LISA Non-Linear Dynamics and Tilt-To-Length Coupling
Lavinia Heisenberg, Henri Inchauspé, Sarah Paczkowski, Ricardo Waibel
TL;DR
This work analyzes Tilt-To-Length (TTL) coupling in the LISA interferometer by embedding non-linear, time-varying closed-loop dynamics of spacecraft and benches into a detailed simulation. TTL coefficients (24 in total) are inferred from simulated measurements using a time-domain least-squares estimator, with regularization to mitigate bias and ill-conditioning. The study finds TTL contributions are limited within the 8–200 mHz band for nominal coefficients, yet estimator bias and channel correlations can affect accuracy; sinusoidal maneuvers dramatically improve inference to about 0.1% and allow near-perfect subtraction of TTL noise, validating the maneuver design.
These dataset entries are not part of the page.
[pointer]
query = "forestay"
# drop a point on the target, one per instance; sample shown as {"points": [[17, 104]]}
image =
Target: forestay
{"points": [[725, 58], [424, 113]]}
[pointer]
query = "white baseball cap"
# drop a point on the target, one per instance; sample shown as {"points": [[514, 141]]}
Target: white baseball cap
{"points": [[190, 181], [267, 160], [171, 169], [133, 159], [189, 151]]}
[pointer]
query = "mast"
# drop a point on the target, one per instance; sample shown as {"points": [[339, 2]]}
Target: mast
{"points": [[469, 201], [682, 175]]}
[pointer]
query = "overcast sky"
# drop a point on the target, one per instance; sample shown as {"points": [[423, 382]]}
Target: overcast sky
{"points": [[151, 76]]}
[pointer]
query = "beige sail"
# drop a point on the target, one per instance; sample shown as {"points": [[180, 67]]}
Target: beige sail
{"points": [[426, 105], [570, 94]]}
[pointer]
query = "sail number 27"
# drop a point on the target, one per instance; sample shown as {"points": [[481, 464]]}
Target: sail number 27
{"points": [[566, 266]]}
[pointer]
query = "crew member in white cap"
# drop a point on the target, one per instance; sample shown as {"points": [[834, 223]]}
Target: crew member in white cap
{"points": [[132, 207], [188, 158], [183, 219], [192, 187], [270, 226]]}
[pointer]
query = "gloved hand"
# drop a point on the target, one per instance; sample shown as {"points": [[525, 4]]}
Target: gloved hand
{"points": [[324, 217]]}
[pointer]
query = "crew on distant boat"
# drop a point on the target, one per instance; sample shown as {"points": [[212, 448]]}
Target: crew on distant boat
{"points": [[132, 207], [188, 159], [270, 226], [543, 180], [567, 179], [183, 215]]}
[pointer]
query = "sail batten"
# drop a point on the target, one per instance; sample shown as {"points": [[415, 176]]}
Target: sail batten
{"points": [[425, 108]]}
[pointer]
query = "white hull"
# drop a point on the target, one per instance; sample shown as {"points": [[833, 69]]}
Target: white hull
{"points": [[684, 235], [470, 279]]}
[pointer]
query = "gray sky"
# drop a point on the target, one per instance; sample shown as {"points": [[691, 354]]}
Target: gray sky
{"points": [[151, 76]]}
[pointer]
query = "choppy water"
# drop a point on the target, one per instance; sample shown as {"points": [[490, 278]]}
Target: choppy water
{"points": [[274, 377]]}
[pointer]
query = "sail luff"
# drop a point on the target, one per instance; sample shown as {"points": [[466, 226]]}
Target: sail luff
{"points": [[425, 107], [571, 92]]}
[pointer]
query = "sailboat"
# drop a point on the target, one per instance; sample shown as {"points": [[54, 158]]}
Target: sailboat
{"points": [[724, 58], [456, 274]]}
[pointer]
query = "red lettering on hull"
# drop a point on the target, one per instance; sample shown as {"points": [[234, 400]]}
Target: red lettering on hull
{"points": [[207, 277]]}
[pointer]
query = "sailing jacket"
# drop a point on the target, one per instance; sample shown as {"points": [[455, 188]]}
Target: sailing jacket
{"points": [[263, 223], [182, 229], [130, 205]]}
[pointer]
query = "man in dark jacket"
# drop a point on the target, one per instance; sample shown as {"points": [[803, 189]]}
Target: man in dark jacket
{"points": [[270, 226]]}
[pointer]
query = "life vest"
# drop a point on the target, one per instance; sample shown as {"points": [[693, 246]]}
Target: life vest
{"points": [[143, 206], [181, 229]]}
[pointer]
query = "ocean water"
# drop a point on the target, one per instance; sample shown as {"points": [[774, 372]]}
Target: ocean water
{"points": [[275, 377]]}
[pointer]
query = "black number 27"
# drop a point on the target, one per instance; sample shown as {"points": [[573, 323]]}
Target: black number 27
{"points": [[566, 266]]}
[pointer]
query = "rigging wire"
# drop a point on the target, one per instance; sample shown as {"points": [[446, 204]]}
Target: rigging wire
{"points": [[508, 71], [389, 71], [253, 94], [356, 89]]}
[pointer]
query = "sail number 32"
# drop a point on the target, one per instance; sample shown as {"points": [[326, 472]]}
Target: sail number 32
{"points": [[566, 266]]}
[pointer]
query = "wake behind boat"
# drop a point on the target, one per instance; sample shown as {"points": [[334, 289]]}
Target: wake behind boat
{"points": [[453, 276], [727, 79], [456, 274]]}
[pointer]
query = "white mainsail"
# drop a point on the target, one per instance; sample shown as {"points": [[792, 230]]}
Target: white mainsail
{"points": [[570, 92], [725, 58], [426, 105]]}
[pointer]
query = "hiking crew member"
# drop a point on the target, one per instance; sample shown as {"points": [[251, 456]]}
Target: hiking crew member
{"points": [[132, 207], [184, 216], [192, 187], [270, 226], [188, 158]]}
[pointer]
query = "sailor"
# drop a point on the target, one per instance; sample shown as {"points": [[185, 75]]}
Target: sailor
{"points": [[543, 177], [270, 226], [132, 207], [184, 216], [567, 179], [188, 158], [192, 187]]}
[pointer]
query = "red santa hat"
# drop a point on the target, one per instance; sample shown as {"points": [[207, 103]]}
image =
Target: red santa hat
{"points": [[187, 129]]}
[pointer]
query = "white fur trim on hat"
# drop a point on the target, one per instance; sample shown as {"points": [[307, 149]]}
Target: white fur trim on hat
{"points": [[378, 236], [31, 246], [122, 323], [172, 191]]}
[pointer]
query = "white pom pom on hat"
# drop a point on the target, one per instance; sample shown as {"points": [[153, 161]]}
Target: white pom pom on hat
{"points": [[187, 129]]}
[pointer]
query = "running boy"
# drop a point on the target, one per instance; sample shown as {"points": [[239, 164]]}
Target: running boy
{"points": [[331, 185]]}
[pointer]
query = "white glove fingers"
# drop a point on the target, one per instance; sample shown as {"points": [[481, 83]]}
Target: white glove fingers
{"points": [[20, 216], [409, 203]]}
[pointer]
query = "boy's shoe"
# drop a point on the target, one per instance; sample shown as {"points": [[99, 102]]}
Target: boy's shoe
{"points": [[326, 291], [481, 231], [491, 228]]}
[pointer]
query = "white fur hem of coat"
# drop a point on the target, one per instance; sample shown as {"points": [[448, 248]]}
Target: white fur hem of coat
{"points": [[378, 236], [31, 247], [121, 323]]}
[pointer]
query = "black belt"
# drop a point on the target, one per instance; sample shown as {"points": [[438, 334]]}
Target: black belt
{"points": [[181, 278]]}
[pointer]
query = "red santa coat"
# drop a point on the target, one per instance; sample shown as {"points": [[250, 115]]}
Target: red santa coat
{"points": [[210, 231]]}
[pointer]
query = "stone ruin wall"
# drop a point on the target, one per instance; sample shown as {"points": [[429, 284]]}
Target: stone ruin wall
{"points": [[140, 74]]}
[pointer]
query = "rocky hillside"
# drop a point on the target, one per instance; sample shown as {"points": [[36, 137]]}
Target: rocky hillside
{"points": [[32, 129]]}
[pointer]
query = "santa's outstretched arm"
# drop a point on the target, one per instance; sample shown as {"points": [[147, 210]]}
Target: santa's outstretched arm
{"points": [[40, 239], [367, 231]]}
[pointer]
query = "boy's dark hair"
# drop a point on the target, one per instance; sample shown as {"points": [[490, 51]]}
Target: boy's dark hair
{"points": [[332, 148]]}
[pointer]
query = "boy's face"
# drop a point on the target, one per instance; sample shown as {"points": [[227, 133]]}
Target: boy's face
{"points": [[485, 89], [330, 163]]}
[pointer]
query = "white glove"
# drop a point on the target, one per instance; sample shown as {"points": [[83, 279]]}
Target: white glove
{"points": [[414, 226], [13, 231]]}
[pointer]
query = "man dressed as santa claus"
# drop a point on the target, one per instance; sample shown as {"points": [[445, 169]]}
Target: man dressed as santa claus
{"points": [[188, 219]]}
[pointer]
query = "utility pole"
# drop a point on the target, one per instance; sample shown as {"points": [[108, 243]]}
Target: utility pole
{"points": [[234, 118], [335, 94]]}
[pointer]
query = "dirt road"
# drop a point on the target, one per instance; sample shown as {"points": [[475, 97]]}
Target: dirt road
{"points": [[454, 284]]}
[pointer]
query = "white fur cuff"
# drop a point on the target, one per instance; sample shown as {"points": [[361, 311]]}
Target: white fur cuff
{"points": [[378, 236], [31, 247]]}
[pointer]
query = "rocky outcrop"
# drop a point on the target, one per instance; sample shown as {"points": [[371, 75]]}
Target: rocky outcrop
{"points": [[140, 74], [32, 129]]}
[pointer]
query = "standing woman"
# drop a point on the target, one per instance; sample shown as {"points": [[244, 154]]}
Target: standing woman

These results provide practical TTL calibration strategies and demonstrate that TTL noise can be mitigated to the level of other instrumental noises, supporting robust science operation for LISA.
Abstract
For the LISA mission, Tilt-To-Length (TTL) coupling is expected to be one of the dominant instrumental noise contributions after laser frequency noise is suppressed based, on assumptions on the size of the coupling and angular jitter levels. This work uses for the first time a closed-loop, non-linear, and time-varying dynamics implementation to simulate detailed angular jitters for the spacecraft and optical benches. In turn, this gives an improved expectation of the TTL contribution to the interferometric output. It is shown that the TTL coupling impact is limited given current estimates on the size of coupling coefficients. A time-domain Least Squares estimator is used to infer the TTL parameters from the simulated measurements. The bias and correlations limit the estimator in the case of regular datasets with amplified TTL coefficients to a relative error of $10\%$, but the subtraction of the TTL signal still works well. For lower readout noises, the estimation error diverges, which can be mitigated using a regularization term. Alternatively, using sinusoidal maneuvers improves the inference to a high accuracy of $0.1\%$ for TTL coefficients around the expected level, removing all correlations in the inferred parameters. This validates the maneuver design by Wegener et al. (2025) in this closed-loop setting.